Study of collagen/γ-PGA polyelectrolyte multilayers coating on plasma treated 316 L stainless steel substrates

Abstract

316 L stainless steel has been widely used in orthopaedic and dental implants due to its good corrosion resistance, good biocompatibility and strong mechanical strength. However, limited cell attachment, osseointegration failure and bacterial infection of 316 L stainless steel are the main challenges for its clinical application, and these problems can lead to severe implant failure. Among all solutions, surface modification is one of the most promising techniques without damaging the structural integrity of the base metal. In this research, polyelectrolyte multilayers (PEM) coating was applied on plasma treated 316 L stainless steel. PEM coating was fabricated composing two biocompatible materials: collagen and γ-poly-glutamic acid. In addition, a chitosan barrier was applied at the 11th layer to seal and control the drug release rate.

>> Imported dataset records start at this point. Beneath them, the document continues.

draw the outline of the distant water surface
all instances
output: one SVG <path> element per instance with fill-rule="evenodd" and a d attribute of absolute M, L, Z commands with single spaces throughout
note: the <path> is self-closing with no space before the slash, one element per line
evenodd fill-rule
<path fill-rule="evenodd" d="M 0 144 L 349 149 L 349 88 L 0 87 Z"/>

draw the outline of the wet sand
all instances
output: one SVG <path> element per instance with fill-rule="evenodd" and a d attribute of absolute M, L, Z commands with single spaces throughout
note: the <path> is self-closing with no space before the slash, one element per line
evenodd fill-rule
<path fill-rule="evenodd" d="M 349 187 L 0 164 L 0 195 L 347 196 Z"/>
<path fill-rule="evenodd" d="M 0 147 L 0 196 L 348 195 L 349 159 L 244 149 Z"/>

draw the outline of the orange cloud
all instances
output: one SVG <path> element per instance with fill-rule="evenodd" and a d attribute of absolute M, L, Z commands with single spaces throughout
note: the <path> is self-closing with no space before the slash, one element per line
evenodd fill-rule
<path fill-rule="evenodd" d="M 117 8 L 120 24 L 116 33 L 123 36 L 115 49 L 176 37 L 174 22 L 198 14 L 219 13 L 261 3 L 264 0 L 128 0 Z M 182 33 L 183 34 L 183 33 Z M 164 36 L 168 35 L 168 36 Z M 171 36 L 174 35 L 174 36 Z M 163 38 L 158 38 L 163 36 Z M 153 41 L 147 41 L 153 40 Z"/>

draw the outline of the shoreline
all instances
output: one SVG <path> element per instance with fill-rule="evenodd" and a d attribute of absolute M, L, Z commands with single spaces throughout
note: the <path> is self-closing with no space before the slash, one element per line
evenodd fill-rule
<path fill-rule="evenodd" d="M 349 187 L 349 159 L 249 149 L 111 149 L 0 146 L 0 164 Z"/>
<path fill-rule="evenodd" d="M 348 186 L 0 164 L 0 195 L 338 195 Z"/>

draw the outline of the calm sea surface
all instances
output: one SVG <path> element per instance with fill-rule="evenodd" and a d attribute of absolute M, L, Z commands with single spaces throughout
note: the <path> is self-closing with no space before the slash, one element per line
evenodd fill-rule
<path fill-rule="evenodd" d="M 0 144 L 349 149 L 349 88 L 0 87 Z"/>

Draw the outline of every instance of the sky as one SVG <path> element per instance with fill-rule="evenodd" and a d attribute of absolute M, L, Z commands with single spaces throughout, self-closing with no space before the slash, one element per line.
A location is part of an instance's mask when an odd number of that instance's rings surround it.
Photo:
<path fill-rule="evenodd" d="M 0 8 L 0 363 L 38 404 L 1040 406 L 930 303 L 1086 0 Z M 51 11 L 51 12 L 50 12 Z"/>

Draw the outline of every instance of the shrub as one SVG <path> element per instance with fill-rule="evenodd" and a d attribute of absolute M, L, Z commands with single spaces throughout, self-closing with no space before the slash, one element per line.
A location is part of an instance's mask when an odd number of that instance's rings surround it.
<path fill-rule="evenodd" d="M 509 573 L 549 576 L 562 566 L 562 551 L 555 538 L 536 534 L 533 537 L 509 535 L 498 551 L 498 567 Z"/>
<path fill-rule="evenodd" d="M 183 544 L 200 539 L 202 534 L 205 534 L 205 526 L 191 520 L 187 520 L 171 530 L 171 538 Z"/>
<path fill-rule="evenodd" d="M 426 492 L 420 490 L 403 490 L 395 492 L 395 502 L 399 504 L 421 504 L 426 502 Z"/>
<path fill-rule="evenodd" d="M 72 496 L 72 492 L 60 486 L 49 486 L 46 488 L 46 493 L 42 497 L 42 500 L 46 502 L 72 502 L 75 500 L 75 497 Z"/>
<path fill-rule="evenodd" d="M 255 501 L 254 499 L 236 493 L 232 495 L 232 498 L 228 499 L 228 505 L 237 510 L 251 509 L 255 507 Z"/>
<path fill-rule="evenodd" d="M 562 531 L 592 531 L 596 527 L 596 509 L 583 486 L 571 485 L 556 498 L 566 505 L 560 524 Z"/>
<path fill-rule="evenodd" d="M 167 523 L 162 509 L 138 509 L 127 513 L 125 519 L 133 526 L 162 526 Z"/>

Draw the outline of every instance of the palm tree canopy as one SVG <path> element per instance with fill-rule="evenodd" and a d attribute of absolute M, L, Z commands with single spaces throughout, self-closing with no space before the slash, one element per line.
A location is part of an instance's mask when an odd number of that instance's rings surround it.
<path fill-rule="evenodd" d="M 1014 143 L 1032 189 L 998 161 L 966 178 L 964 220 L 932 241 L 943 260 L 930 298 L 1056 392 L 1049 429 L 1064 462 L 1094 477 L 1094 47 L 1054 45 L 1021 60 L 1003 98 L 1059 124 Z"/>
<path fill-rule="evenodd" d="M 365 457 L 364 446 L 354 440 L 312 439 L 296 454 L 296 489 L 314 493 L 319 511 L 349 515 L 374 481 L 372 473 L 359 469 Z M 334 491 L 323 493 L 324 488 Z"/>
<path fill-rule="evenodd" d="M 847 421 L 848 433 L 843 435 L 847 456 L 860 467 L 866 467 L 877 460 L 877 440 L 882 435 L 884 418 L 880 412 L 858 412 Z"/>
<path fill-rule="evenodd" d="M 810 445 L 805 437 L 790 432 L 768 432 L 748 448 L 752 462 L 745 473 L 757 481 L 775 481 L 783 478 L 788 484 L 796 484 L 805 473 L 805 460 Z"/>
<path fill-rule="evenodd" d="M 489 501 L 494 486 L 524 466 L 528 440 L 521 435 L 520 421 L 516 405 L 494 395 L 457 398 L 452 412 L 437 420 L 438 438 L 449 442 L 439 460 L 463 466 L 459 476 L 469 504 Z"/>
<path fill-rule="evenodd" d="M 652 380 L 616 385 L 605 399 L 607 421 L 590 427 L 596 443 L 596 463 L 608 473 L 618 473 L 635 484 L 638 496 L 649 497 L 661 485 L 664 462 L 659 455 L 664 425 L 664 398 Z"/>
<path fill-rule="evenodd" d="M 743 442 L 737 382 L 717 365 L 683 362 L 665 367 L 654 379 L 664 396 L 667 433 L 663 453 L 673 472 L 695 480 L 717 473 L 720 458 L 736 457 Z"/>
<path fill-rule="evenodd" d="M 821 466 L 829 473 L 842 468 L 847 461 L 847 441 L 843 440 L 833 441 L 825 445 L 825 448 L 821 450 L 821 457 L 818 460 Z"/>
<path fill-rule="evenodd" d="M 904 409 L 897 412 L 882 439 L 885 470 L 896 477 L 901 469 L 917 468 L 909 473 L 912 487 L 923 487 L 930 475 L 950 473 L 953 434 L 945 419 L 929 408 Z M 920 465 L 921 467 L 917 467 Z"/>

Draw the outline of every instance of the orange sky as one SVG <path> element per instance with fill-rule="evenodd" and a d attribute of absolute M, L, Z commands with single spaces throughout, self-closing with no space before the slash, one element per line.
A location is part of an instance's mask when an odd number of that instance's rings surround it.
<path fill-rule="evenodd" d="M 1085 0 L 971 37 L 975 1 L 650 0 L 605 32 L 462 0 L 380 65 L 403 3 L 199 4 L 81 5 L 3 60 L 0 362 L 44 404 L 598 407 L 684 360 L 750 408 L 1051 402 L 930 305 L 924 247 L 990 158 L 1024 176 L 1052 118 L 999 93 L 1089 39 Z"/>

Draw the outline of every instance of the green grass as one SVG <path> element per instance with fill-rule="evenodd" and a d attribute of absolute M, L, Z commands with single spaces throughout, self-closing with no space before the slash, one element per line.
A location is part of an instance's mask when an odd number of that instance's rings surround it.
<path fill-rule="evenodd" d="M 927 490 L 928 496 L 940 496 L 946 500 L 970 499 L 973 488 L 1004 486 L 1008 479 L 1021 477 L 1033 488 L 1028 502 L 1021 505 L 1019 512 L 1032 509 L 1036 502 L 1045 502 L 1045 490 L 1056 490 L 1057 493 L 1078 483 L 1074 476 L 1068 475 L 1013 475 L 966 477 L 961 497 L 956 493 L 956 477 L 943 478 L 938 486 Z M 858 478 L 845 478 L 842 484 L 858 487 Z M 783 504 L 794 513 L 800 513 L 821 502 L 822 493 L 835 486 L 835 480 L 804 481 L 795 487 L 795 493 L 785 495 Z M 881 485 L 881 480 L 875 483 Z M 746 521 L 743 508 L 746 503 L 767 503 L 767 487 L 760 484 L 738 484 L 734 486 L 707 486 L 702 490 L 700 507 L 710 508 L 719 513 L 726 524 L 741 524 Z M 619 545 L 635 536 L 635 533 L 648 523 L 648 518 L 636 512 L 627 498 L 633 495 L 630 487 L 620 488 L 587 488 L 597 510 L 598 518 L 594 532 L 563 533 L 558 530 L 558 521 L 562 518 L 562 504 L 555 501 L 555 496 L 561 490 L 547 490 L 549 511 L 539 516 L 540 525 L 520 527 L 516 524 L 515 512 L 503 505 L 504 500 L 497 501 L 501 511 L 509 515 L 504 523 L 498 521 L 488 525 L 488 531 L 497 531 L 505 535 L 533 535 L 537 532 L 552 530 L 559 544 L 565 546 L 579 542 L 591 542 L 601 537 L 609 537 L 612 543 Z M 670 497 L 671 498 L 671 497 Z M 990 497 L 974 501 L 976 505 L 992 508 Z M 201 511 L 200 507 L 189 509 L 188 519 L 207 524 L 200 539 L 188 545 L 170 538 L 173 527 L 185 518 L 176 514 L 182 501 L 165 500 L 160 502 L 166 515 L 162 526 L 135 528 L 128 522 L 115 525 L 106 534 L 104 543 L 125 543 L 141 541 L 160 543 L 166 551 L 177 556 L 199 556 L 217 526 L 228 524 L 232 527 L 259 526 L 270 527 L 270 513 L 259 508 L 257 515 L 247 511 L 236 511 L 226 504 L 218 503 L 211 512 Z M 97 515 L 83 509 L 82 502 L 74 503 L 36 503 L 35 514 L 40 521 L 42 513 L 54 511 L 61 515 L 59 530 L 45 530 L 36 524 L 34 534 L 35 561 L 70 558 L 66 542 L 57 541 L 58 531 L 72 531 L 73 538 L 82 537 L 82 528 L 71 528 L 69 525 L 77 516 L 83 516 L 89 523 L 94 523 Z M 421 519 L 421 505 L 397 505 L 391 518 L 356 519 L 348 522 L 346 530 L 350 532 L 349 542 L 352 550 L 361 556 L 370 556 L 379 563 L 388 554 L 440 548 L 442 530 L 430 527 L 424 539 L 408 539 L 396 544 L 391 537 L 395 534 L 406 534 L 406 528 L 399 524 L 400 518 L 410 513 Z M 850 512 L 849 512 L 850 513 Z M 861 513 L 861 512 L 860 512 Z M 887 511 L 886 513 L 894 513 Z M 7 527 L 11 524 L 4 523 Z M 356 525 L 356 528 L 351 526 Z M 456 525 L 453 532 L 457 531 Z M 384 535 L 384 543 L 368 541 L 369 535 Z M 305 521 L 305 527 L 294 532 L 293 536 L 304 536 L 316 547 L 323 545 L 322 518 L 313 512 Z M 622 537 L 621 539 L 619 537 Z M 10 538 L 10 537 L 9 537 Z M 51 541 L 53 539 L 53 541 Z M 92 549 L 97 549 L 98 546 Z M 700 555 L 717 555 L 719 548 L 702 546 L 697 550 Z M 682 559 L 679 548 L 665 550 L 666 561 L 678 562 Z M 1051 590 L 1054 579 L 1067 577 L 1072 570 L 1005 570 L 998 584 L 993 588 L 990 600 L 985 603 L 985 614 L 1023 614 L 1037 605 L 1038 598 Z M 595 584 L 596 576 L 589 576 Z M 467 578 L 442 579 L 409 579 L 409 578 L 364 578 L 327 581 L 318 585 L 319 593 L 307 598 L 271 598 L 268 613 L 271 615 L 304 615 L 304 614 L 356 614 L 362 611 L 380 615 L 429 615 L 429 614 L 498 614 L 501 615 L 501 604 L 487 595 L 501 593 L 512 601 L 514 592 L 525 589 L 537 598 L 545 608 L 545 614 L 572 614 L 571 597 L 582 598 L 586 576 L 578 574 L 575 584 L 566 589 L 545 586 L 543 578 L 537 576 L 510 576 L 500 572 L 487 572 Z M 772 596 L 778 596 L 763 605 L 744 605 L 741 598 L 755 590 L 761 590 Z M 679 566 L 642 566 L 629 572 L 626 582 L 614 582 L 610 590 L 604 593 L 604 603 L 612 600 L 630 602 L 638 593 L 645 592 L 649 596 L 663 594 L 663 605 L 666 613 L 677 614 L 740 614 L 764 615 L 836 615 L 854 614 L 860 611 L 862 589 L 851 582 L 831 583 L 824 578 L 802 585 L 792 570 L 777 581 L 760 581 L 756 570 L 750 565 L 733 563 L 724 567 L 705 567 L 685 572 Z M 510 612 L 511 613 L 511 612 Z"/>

Bone morphogenetic protein 2 (BMP-2) and basic fibroblast growth factor 2 (FGF-2) were loaded at the 1st and 11th layers of PEM. Plasma treatment was found to enhance the hydrophilicity and adhesion of PEM coating on 316 L stainless steel. The degradation rate of PEM was ~80% on day 70. Releases of FGF-2 and BMP-2 from PEM were 58% and 50% after 768 h. PEM coating with dual growth factors was demonstrated with good biocompatibility and promoted cell proliferation of rat bone mesenchymal stem cells (rBMSCs). Furthermore, alkaline phosphatase activity and mineralization of rBMSCs were also enhanced with the addition of BMP-2 and FGF-2. In conclusion, the extreme mechanical properties of 316 L stainless steel was greatly reduced by PEM coating while the BMP-2 and FGF-2 loaded further endowed osteoconductivity and osteoinductivity of the metal substrate.